The prosecutors were insistent upon making sure that the victims of the purse snatchings were taken care of. Reasonably, the prosecutor wanted to make sure that all personal and sentimental property was moved from evidence back to the rightful owners. I respected that, knowing how important the picture of my daughters that I held in my wallet was to me. The prosecutors, not surprisingly, were not opposed to Teresa being sentenced to probation. I had done them a tremendous favor by not requiring them to bring thirty witnesses into court for a trial, and probation would be a good way for Teresa to raise the money to reimburse the victims for any money that was lost. None of us really believed that Teresa was going to be able to raise thousands of dollars in the next two years, but the judge required it, since it was only fair that if Teresa could afford it, she pay the people back for what she had taken. Requiring these payments was also the politically safe thing to do, since the judge considered, as they always do, how she could spin this sentence if it became the lead story on the six o’clock news. “I put her on probation,” the justification would go, “but I did it to ensure compensation for the victims.” The early plea was good behavior by me as far as the judge was concerned, and Teresa was getting the reward for this, with a condition attached so the judge could justify this in the future if need be. After all, the judge mad six figures for less than fort hours of work a week. As a judge in Nebraska, you were virtually always elected, since the ballots had only a “retain” or “not retain” choice, as long as you stayed out of the headlines for anything else but being “tough on crime.” Since Teresa’s case was no longer the “lead story” it was politically safe and also efficient for eh judge and the prosecutor to let Teresa out. To their credit, the judge and the prosecutor also listened to me as I described the difference between the Teresa who stood before them today and the one I had first seen on the floor of the jail, screaming and coming down off heroine.

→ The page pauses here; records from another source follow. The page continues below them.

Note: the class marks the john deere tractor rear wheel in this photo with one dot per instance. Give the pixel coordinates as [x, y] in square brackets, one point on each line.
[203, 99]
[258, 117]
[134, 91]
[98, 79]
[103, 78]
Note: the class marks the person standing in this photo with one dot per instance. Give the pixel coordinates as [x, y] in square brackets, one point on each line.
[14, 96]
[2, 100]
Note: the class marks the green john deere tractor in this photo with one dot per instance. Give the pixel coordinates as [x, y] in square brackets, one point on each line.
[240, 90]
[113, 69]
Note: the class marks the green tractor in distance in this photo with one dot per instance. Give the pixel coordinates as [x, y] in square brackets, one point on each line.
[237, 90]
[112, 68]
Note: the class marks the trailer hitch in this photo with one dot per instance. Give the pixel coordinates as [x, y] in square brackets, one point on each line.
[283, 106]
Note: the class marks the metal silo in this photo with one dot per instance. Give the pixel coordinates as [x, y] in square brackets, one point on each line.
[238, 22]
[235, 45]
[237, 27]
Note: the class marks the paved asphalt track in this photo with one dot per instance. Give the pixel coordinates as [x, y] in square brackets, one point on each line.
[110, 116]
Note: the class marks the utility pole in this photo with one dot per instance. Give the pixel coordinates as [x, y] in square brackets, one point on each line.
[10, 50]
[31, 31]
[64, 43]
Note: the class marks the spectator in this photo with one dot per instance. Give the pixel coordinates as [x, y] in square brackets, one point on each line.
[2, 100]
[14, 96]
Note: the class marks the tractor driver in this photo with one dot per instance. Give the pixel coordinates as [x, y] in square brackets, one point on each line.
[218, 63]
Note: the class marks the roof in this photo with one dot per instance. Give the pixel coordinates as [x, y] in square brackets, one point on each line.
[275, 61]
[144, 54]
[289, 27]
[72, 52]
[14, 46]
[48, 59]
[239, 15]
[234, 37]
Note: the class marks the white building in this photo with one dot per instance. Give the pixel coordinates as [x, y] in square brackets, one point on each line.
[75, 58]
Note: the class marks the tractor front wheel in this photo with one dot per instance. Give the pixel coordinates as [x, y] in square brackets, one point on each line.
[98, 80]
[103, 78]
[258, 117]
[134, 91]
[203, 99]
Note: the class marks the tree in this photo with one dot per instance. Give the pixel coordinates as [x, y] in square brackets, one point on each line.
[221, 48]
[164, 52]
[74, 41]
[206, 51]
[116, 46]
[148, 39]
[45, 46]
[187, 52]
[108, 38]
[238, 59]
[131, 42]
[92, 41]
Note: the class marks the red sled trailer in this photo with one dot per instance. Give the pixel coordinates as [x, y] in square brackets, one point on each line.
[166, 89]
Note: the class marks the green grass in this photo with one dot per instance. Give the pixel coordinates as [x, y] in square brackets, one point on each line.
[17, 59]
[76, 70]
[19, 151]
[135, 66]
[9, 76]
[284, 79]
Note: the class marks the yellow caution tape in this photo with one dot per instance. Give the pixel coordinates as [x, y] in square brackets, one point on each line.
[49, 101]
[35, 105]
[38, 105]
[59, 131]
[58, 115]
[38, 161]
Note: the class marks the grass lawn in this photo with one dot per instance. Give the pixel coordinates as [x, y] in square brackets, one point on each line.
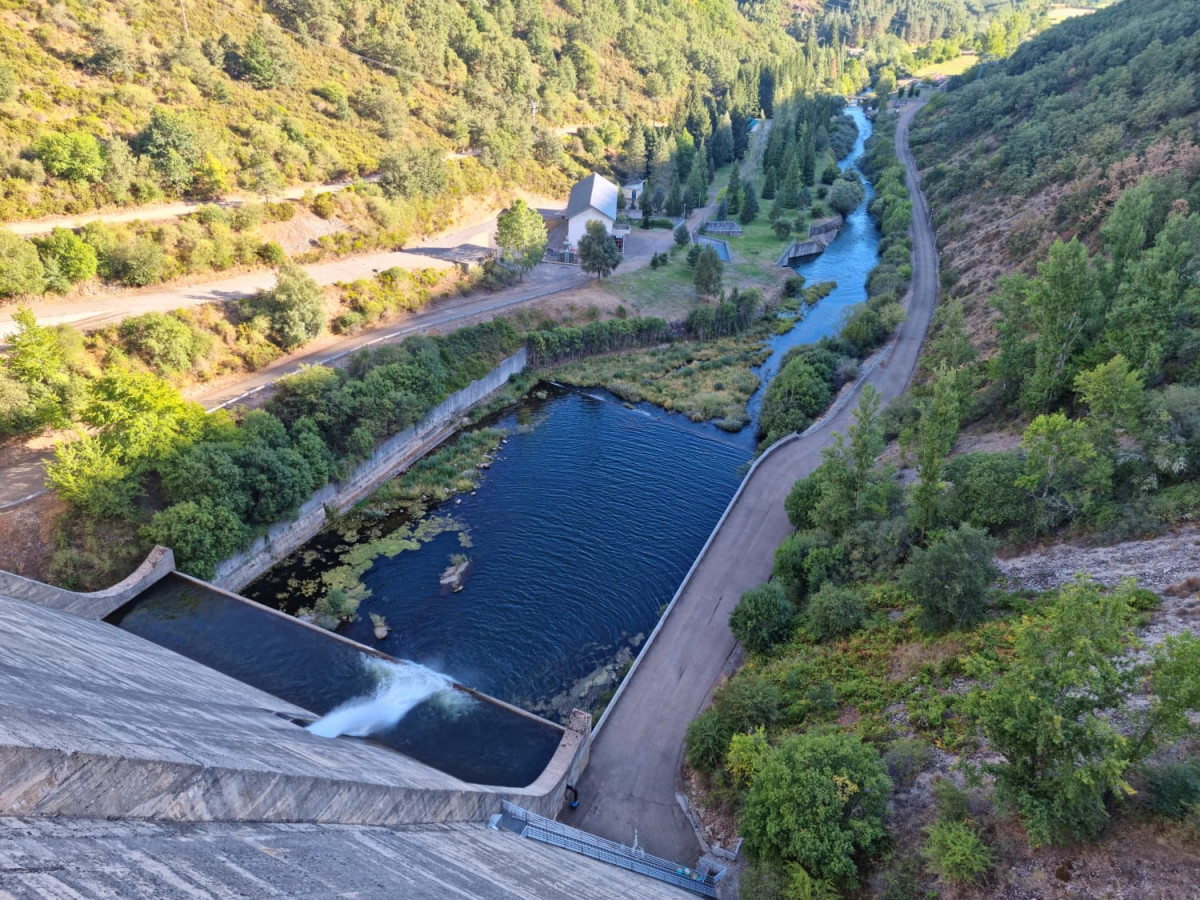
[951, 67]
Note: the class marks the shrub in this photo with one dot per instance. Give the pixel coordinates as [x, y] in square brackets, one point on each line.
[137, 263]
[749, 700]
[949, 579]
[762, 617]
[202, 533]
[707, 741]
[957, 852]
[66, 259]
[985, 492]
[271, 253]
[906, 759]
[75, 156]
[297, 307]
[819, 802]
[21, 268]
[324, 205]
[834, 611]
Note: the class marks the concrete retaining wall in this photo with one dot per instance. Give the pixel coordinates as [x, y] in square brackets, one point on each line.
[397, 453]
[97, 604]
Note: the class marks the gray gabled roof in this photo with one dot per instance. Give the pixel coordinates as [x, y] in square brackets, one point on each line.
[595, 192]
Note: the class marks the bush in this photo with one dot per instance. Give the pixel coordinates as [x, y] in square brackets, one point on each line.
[762, 617]
[297, 307]
[163, 342]
[949, 579]
[834, 611]
[749, 700]
[202, 534]
[323, 205]
[66, 259]
[819, 802]
[985, 492]
[707, 741]
[75, 156]
[906, 759]
[137, 263]
[957, 852]
[21, 268]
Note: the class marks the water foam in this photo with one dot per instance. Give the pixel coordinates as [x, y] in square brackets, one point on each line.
[399, 688]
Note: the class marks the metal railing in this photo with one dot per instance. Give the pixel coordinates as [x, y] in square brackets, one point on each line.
[557, 834]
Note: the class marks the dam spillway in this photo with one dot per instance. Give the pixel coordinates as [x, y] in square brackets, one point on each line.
[447, 729]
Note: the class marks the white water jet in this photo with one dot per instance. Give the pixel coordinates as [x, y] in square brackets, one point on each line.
[399, 688]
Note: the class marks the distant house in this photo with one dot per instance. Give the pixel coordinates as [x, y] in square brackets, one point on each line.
[593, 198]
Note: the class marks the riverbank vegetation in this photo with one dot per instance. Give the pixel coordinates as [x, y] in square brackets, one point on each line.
[810, 377]
[882, 625]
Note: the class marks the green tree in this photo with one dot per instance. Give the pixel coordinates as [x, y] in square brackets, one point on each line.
[709, 271]
[749, 203]
[297, 307]
[949, 579]
[262, 177]
[598, 250]
[1060, 757]
[834, 611]
[1063, 473]
[521, 235]
[35, 353]
[1062, 304]
[635, 151]
[411, 172]
[845, 196]
[762, 617]
[66, 259]
[21, 268]
[817, 802]
[75, 155]
[1115, 397]
[769, 184]
[201, 532]
[934, 438]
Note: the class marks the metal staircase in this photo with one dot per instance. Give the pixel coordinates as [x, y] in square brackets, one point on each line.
[557, 834]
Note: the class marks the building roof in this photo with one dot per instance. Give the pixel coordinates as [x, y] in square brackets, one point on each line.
[595, 192]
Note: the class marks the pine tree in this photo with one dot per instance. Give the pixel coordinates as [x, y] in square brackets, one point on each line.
[768, 185]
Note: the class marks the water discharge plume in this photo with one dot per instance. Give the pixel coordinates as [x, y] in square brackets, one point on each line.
[399, 688]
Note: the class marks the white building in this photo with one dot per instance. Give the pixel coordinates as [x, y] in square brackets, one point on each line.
[593, 198]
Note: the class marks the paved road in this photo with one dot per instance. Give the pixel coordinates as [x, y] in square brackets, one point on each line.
[633, 775]
[161, 211]
[27, 479]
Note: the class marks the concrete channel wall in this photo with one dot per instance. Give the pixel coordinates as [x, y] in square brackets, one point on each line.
[96, 605]
[397, 453]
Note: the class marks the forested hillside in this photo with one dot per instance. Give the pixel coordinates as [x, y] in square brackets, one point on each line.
[1002, 723]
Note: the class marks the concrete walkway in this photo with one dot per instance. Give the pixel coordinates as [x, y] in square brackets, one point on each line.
[634, 773]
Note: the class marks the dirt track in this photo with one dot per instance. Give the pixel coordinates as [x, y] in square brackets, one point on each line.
[634, 773]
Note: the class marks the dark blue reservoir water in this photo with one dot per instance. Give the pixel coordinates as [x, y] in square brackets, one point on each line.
[445, 729]
[581, 532]
[579, 535]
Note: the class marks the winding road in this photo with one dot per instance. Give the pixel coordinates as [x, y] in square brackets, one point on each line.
[634, 774]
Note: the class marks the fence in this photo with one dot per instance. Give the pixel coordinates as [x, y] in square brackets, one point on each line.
[557, 834]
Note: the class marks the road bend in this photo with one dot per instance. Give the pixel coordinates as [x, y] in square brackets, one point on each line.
[635, 768]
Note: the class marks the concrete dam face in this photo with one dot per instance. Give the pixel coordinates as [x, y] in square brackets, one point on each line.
[141, 771]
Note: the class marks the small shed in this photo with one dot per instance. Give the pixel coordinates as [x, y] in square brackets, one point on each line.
[594, 198]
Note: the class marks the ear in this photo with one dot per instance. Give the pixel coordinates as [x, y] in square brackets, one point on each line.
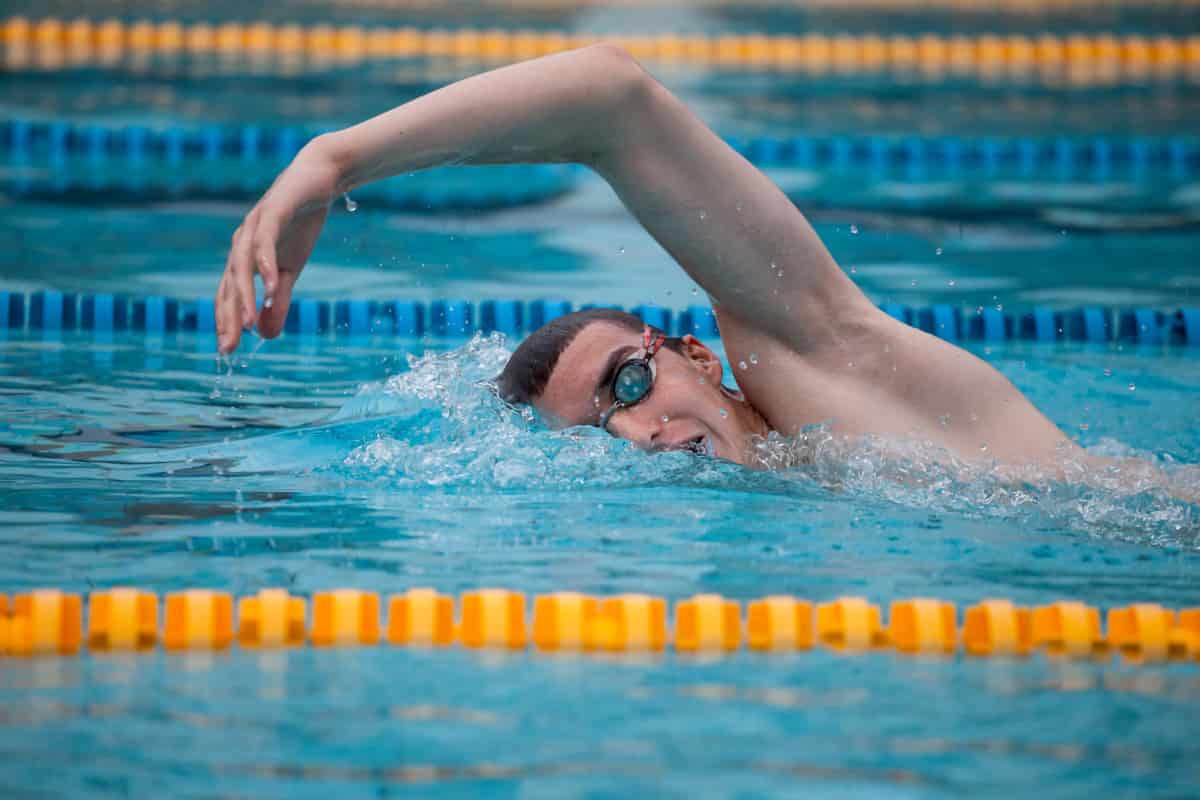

The judge was not altogether lenient, however. While Teresa was sentenced to probation, she had to wait in jail for thirty more days. While I didn’t want this for Teresa, I thought it was a good message to send. These were serious crimes and while the judge was impressed with how well Teresa had done in jail, she was telling Teresa how unafraid she was to put her back there if she didn’t take the probation seriously.
Teresa was thrilled. She now had an “out date” to focus on and knew what she had to do to avoid going back to jail. I saw a changed person, but when she asked about Mickey once again, I suspected that she could slip back to her old self fairly easily.
Next, I did something for Teresa that I rarely did for clients. I prided myself on working hard for them but also drew a bright line between my work and my home. My clients were often desperate and sometimes dangerous. As hard as I tried, my clients were usually found guilty and they most often truly were, as much as I hated to admit that the “rarely are suspects innocent” phrase was actually true. I hated a system that believed this, but I had to admit it was true. Even if my clients were often innocent of all the crimes they were charged with, they were usually guilty of something. I longed for the truly innocent client, but rarely found him or her. What killed me were the few truly innocent clients that I couldn’t save inside a system that believed they were “probably guilty of something.” I had to fight off cynicism myself amid a parade of horribles, where an occasional innocent was paraded in alongside the assholes and addicts.
While my clients were often guilty, my two small daughters were truly innocent. I felt guilty about the debts I had acquired and the low pay I brought home in a job that I had grown addicted to. The least I could do for them, and for my wife, was to make sure that my chosen career didn’t creep into their innocent world. I kept an unlisted number, kept only small family pictures at work and never discussed my kids.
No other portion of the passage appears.